Ben Bartenstein e Yumi Teso

(Bloomberg) -- Os traders japoneses não estão mais a fim do Brasil.

  • As vendas de títulos denominados em reais para investidores familiares do Japão estão em ritmo de queda para o menor nível em oito anos, com apenas US$ 383 milhões lançados até agora neste ano, em comparação com US$ 2,9 bilhões em 2016. Enquanto isso, as vendas dos chamados uridashis denominados na lira turca já superaram o total do ano passado, totalizando US$ 517 milhões até o momento em 2017
  • A mudança dos investidores de varejo japoneses - os principais compradores de Uridashi - é emblemática das mudanças no sentimento global em relação aos dois países, que foram afetados pelo escândalo político. Enquanto a turbulência do Brasil prossegue e o presidente enfrenta pedidos de renúncia, a Turquia parece estar se estabilizando depois que uma eleição de abril entregou ao presidente Recep Tayyip Erdogan poderes disseminados, com a tentativa de golpe de estado de julho passado e a crescente tensão com a Rússia desaparecendo das manchetes
  • "Quando se trata da Turquia, qualquer mergulho parece ser uma oportunidade de investimento para investidores de varejo japoneses, mesmo que isso signifique lidar com riscos políticos", disse Shinji Kunibe, chefe de renda fixa da Daiwa SB Investments, com sede em Tóquio e que supervisionava cerca de US$ 51 bilhões de ativos no final de março
  • Com títulos domésticos oferecendo rendimento abaixo de zero, as famílias japonesas geralmente compram notas denominadas em moedas do mercado emergente, como o real e a lira - que rendem mais de 10% - para aumentar os retornos.

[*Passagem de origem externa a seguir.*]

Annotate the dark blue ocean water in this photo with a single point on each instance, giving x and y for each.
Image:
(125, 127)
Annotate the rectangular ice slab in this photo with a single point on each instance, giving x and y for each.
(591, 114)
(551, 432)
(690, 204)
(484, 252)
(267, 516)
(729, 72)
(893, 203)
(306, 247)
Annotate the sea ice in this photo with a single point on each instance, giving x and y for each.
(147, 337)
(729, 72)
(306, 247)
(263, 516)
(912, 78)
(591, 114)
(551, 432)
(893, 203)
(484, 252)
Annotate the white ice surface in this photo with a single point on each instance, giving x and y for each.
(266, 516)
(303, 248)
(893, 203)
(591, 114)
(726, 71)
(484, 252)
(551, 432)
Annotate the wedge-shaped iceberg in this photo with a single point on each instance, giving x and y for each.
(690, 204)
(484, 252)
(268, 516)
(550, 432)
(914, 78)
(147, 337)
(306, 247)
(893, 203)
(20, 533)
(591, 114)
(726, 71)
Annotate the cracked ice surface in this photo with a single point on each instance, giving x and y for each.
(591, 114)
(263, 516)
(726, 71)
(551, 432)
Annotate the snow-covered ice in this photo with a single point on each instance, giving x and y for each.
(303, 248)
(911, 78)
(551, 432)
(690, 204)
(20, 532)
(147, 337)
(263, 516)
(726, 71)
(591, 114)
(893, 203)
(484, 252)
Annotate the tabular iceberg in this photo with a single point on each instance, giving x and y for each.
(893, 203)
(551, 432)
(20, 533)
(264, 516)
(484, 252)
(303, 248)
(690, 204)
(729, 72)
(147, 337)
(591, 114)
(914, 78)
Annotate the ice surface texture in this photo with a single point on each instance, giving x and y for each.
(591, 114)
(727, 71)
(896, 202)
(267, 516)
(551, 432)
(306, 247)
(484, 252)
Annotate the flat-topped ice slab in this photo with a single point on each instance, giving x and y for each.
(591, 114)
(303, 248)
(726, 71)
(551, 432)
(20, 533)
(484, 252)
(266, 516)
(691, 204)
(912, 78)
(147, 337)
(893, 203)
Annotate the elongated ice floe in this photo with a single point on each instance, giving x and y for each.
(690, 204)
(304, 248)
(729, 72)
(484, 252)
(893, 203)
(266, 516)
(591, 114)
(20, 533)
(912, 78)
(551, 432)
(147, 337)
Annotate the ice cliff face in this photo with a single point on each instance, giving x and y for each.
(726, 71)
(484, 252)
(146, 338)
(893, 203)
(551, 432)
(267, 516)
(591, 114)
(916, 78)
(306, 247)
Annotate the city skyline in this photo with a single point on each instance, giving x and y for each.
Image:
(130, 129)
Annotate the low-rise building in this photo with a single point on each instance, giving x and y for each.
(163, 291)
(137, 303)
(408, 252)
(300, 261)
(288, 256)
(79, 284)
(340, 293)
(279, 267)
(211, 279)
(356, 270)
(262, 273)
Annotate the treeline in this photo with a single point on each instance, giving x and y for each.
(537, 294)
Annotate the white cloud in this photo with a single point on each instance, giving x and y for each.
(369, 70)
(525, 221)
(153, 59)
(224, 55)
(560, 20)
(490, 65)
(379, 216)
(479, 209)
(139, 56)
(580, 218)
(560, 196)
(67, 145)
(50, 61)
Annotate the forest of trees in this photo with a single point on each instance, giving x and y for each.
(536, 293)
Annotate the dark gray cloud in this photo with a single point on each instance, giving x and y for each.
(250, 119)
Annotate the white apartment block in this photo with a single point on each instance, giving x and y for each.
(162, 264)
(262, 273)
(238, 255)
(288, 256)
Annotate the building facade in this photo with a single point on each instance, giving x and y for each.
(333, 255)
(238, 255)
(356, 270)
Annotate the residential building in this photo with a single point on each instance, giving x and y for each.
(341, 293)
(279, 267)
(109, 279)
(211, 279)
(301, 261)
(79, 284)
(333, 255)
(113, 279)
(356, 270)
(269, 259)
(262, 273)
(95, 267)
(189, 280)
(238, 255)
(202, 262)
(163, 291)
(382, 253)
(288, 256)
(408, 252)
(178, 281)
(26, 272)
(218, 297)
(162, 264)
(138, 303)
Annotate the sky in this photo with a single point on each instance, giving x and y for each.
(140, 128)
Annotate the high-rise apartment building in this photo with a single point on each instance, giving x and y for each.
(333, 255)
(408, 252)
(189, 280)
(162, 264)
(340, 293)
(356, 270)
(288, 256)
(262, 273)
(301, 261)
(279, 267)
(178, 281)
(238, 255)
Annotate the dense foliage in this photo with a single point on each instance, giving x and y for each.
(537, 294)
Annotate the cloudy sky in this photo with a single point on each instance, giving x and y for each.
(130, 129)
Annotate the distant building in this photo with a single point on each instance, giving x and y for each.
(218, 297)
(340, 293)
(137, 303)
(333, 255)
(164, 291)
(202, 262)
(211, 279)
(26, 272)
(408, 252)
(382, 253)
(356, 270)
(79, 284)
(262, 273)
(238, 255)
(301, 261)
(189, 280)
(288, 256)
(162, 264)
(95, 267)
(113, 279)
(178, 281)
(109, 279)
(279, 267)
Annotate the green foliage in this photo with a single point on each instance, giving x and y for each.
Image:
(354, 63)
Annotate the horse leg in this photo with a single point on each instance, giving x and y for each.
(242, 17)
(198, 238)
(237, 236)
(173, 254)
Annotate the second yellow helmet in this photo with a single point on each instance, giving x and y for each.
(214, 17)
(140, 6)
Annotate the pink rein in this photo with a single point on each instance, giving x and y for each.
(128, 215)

Essa demanda permite que empresas das nações em desenvolvimento emitam uridashis no Japão a preços que não poderiam obter em outros títulos no exterior
  • A dívida denominada em lira parece mais atraente depois que a moeda se fortaleceu 3% neste trimestre, após nove anos consecutivos de queda em relação ao dólar norte-americano. Até agora, o banco central da Turquia resistiu aos apelos de Erdogan para reduzir os custos de empréstimos, mantendo os rendimentos da dívida turca elevados
  • O Brasil, por outro lado, tem cortado a taxa de juros à medida em que a nação busca abrir o caminho para sair da sua recessão mais profunda em um século
  • Embora as nações enfrentem perspectivas políticas turvas, a turbulência no Brasil está pior, de acordo com Lucy Qiu, analista-chefe da UBS Wealth Management, que supervisiona a estratégia de US$ 2,2 trilhões de ativos; ambos oferecem rendimentos atrativos, então os traders irão favorecer a moeda com menor volatilidade, disse ela.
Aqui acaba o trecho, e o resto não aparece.